Development and Operations should work better together to achieve agile working methods in everyday business - the key word is accordingly DevOps. However, some important rules must be observed here. You can find out what these rules, useful tips and tricks there are on the subject in the following blog post.

New Relic

Introduction: A Tsunami of Complexity

Now that DevOps has gone mainstream and organizations that embrace it are seeing repeated and growing success, it’s time to acknowledge the emergence of a serious consequence of DevOps and cloud native technologies and techniques: the growing tsunami of complexity beginning to bear down on organizations as they adopt microservices, serverless, containers, and other approaches and technologies in the cloud. This doesn’t mean that DevOps and cloud native approaches are bad; on the contrary, the benefits of both far outweigh the cost of complexity. The point is that complexity creates risk that organizations must take steps to mitigate before it negatively impacts IT and business outcomes. DevOps-committed companies that have not yet acquired the skills, best practices, and tools for this next phase of modern application development will find it extremely difficult to continue meeting their application performance and availability goals.

Long live DevOps!

In its “ State of DevOps 2019” report, DevOps Research and Assessment (DORA) states, “Many analysts are reporting the industry has ‘crossed the chasm’ with regards to DevOps and technology transformation, and our analysis this year confirms these observations. Industry velocity is increasing and speed and stability are both possible, with shifts to cloud technologies fueling this acceleration.” While DORA’s report calls out cloud as fueling speed and stability, its analysis shows that the use of cloud computing is also predictive of software delivery performance and availability. The highest performing teams in the DORA report were 24 times more likely than low performers to execute on all five capabilities of cloud computing as defined by the National Institute of Standards and Technology (NIST).

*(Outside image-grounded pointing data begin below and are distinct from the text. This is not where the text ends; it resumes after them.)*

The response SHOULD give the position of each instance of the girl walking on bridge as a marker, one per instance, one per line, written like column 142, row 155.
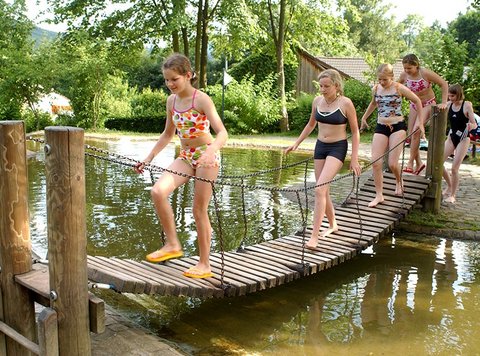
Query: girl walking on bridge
column 420, row 80
column 391, row 127
column 190, row 113
column 462, row 121
column 331, row 112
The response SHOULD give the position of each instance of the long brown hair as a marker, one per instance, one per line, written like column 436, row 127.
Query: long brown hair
column 180, row 64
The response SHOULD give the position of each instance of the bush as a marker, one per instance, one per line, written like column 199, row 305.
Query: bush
column 39, row 122
column 249, row 107
column 299, row 112
column 143, row 124
column 149, row 103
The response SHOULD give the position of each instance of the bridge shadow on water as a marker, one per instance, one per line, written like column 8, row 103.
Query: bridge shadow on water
column 414, row 293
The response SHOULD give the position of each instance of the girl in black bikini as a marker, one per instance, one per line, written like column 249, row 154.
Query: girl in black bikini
column 330, row 112
column 391, row 128
column 462, row 120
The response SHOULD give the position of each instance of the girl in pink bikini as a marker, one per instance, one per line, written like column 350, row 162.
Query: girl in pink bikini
column 190, row 113
column 419, row 80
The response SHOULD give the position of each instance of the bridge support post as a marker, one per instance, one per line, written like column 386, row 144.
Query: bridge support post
column 67, row 242
column 436, row 146
column 16, row 306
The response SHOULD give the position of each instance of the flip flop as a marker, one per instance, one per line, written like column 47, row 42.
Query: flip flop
column 194, row 272
column 163, row 256
column 420, row 169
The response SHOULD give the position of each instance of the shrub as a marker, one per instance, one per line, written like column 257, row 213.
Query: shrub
column 136, row 124
column 35, row 123
column 299, row 112
column 149, row 103
column 249, row 107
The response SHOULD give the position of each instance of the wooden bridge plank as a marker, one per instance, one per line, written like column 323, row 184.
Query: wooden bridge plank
column 365, row 210
column 334, row 257
column 321, row 249
column 366, row 220
column 199, row 287
column 287, row 275
column 354, row 230
column 333, row 248
column 391, row 184
column 262, row 281
column 381, row 208
column 349, row 252
column 153, row 285
column 240, row 286
column 410, row 196
column 280, row 257
column 98, row 272
column 265, row 271
column 178, row 284
column 390, row 199
column 298, row 252
column 274, row 262
column 410, row 186
column 354, row 238
column 345, row 221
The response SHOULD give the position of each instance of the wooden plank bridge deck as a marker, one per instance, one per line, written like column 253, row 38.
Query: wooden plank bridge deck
column 270, row 263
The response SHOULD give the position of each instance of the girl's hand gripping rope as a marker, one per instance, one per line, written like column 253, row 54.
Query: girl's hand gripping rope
column 139, row 167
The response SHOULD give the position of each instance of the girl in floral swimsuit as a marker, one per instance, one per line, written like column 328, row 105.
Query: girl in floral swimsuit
column 190, row 113
column 419, row 80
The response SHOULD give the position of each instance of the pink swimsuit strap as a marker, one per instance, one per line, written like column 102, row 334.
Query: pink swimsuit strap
column 190, row 108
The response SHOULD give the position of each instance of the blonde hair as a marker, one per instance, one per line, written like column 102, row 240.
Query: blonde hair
column 335, row 77
column 386, row 69
column 411, row 59
column 180, row 64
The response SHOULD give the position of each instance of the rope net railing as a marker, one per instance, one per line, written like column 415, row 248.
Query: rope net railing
column 239, row 181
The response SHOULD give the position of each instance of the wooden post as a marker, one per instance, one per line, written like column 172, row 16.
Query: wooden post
column 436, row 146
column 18, row 309
column 67, row 241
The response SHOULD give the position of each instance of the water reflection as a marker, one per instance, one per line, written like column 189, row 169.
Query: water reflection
column 414, row 295
column 411, row 295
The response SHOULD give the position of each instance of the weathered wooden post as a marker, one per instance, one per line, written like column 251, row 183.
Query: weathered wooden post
column 67, row 242
column 436, row 145
column 17, row 307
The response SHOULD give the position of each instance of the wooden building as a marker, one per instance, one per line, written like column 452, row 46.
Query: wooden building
column 349, row 68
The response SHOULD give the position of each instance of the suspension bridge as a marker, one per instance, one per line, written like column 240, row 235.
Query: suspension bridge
column 62, row 285
column 264, row 265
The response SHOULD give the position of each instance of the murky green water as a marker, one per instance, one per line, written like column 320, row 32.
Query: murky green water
column 409, row 295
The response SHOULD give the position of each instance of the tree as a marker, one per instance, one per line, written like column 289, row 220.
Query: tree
column 412, row 26
column 87, row 65
column 467, row 28
column 441, row 53
column 371, row 30
column 25, row 72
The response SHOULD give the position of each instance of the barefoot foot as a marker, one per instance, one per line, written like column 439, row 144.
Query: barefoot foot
column 450, row 199
column 312, row 243
column 375, row 202
column 330, row 230
column 399, row 188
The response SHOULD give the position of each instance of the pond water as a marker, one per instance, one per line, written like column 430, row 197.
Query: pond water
column 409, row 294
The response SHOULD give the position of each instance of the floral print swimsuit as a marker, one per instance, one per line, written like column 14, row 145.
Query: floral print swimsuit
column 191, row 123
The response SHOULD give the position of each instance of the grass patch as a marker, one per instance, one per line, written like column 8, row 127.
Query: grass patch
column 442, row 220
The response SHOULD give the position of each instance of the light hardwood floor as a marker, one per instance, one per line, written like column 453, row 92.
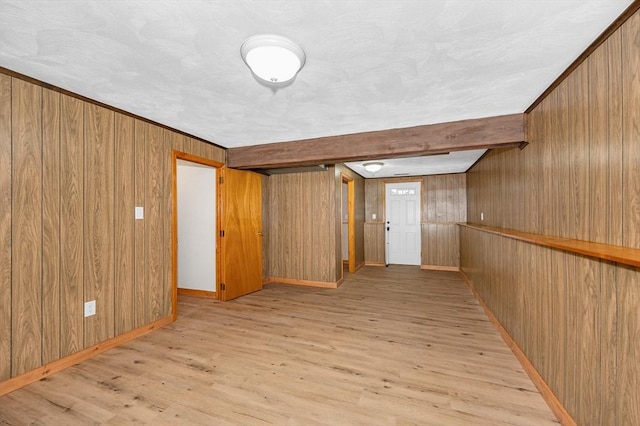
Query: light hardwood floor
column 392, row 346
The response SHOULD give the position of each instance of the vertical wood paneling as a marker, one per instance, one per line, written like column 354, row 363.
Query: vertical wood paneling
column 558, row 326
column 169, row 140
column 99, row 248
column 5, row 226
column 26, row 207
column 154, row 223
column 71, row 225
column 50, row 225
column 266, row 221
column 578, row 178
column 588, row 360
column 140, row 225
column 302, row 214
column 124, row 224
column 70, row 174
column 599, row 145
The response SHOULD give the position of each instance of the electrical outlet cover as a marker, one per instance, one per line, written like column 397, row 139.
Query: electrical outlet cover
column 89, row 308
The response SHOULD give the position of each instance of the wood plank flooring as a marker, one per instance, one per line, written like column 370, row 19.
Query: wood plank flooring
column 391, row 346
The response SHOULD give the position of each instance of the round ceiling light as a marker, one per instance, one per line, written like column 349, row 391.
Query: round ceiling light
column 273, row 59
column 373, row 167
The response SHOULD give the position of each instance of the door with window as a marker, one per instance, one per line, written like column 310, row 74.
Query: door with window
column 402, row 227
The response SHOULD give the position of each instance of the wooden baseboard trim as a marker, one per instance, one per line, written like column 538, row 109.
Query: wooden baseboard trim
column 440, row 268
column 547, row 394
column 307, row 283
column 32, row 376
column 197, row 293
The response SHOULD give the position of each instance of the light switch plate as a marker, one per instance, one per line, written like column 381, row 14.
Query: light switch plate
column 89, row 308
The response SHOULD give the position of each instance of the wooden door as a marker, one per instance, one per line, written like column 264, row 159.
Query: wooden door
column 240, row 233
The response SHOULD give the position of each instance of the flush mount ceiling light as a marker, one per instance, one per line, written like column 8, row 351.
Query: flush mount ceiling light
column 373, row 167
column 273, row 59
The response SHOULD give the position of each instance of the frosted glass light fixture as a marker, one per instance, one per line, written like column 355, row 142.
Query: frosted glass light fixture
column 373, row 167
column 273, row 59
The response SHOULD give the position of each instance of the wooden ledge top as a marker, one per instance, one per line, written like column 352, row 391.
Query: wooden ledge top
column 623, row 255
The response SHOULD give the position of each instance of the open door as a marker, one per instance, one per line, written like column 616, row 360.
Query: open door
column 240, row 234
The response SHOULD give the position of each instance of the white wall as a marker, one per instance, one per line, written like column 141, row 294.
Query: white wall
column 196, row 226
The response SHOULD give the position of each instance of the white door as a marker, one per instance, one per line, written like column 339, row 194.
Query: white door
column 196, row 191
column 403, row 223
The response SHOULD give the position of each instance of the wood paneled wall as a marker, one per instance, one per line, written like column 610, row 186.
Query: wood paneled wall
column 303, row 225
column 444, row 203
column 576, row 318
column 71, row 173
column 301, row 229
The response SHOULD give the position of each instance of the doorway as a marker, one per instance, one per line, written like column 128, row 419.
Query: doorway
column 194, row 225
column 348, row 223
column 402, row 227
column 196, row 192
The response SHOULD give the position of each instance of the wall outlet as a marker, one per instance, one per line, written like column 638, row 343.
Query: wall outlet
column 89, row 308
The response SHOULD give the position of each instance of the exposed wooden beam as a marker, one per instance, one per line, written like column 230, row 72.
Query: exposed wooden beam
column 482, row 133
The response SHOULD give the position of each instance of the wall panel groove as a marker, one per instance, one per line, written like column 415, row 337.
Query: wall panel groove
column 5, row 226
column 26, row 207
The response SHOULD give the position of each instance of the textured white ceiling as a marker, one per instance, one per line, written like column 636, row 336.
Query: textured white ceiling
column 371, row 65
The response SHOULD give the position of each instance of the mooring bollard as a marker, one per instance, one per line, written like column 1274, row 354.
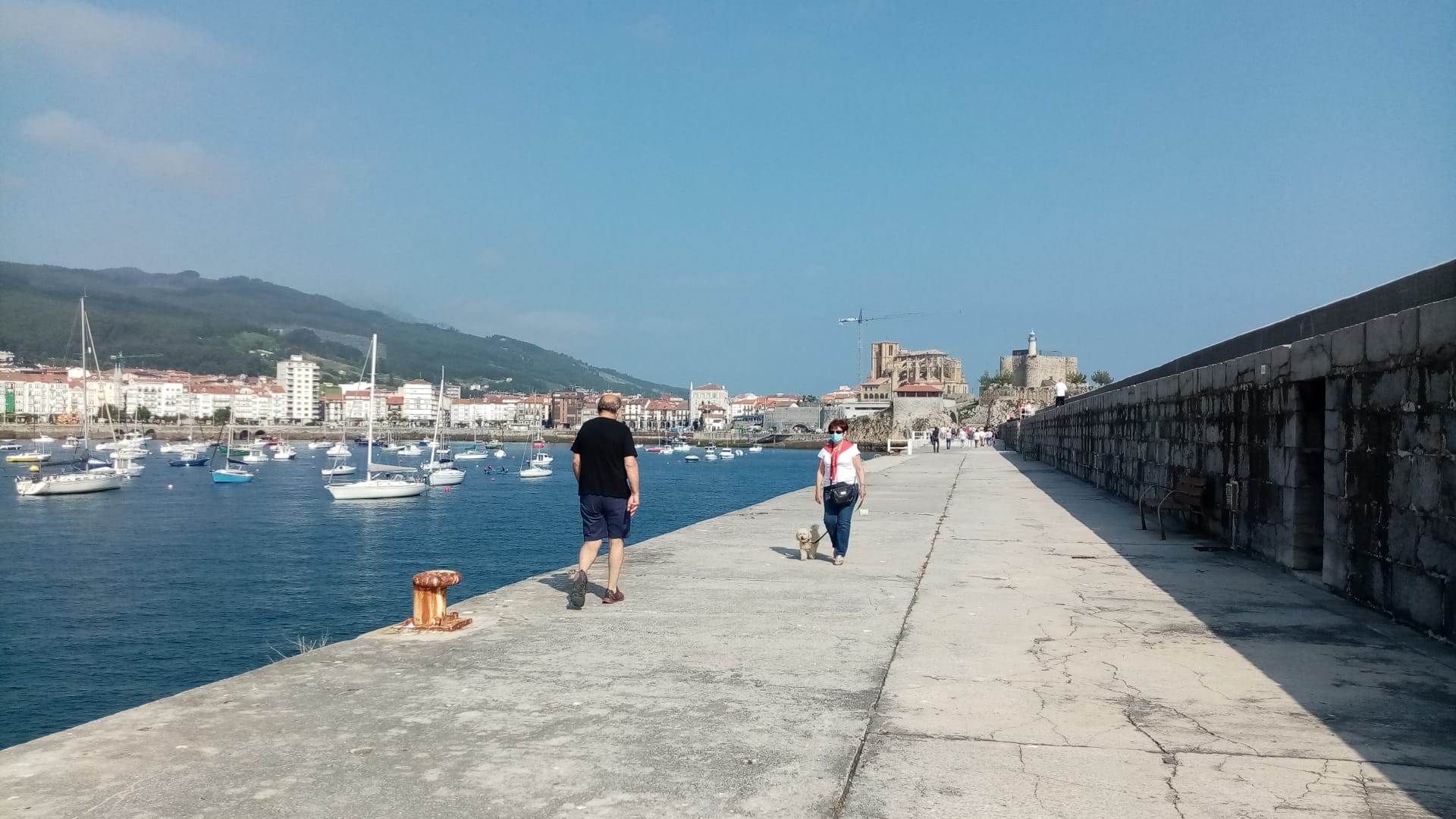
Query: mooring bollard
column 430, row 602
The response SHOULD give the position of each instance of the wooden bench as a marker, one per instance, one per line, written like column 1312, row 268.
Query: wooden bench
column 1184, row 496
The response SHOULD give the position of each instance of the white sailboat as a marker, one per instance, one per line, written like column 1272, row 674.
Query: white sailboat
column 441, row 469
column 530, row 469
column 82, row 480
column 376, row 487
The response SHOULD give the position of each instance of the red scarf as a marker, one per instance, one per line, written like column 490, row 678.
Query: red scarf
column 833, row 458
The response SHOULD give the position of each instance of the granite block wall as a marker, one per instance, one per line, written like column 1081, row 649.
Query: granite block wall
column 1343, row 447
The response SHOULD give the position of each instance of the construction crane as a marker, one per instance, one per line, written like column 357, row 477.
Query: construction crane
column 121, row 362
column 861, row 319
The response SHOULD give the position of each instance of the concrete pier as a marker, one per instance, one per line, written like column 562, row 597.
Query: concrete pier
column 1002, row 642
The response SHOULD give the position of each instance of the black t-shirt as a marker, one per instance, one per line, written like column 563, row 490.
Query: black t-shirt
column 603, row 444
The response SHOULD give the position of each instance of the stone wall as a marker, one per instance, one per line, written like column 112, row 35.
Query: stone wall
column 1343, row 447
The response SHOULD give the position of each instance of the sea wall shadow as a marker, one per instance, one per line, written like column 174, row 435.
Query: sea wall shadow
column 1382, row 689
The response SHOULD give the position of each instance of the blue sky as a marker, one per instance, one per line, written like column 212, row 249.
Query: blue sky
column 695, row 191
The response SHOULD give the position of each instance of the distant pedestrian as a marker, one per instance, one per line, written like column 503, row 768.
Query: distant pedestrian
column 610, row 488
column 839, row 484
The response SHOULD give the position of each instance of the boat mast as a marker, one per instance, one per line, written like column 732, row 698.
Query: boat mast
column 85, row 392
column 373, row 363
column 440, row 406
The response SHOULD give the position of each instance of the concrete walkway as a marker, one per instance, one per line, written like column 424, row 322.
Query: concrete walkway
column 1003, row 642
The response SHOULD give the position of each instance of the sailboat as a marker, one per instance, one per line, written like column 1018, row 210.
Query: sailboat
column 373, row 487
column 475, row 452
column 441, row 469
column 530, row 469
column 232, row 471
column 82, row 480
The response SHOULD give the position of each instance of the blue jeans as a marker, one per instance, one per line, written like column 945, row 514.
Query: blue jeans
column 837, row 519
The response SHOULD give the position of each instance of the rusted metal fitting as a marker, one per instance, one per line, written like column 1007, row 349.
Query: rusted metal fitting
column 430, row 602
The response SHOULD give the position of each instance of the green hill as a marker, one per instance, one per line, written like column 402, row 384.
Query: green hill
column 221, row 325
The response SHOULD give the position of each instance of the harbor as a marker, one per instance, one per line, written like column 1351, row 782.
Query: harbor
column 185, row 582
column 995, row 617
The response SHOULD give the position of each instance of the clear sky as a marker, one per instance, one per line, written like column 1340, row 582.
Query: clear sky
column 695, row 191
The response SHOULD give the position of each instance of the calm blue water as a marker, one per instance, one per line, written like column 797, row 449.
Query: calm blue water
column 118, row 598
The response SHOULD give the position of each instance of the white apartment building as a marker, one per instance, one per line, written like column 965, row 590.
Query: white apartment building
column 419, row 401
column 41, row 394
column 484, row 411
column 708, row 394
column 634, row 413
column 530, row 411
column 165, row 398
column 204, row 400
column 300, row 384
column 351, row 407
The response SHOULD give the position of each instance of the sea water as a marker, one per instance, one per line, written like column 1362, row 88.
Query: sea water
column 114, row 599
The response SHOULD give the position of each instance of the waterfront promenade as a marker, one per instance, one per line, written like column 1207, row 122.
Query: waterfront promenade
column 1002, row 642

For instance, cloud computing on AWS enables engineers to create self-service methods for provisioning infrastructure through the AWS Service Catalog. Developers can quickly try new things, fail fast, and get new products to market faster - without having to wait for services to be provisioned for them. Fully managed services help teams take advantage of AWS resources, while automation in the form of AWS Developer Tools helps them do so more quickly and efficiently.

The Roles in DevOps Originally, roles and responsibilities within DevOps were more distinct:

Dev: Engineers own their applications end-to-end, including infrastructure, provisioning, capacity, and more.
Ops: Engineers use dev-like tools to manage their infrastructure, including monitoring and automation/scripting.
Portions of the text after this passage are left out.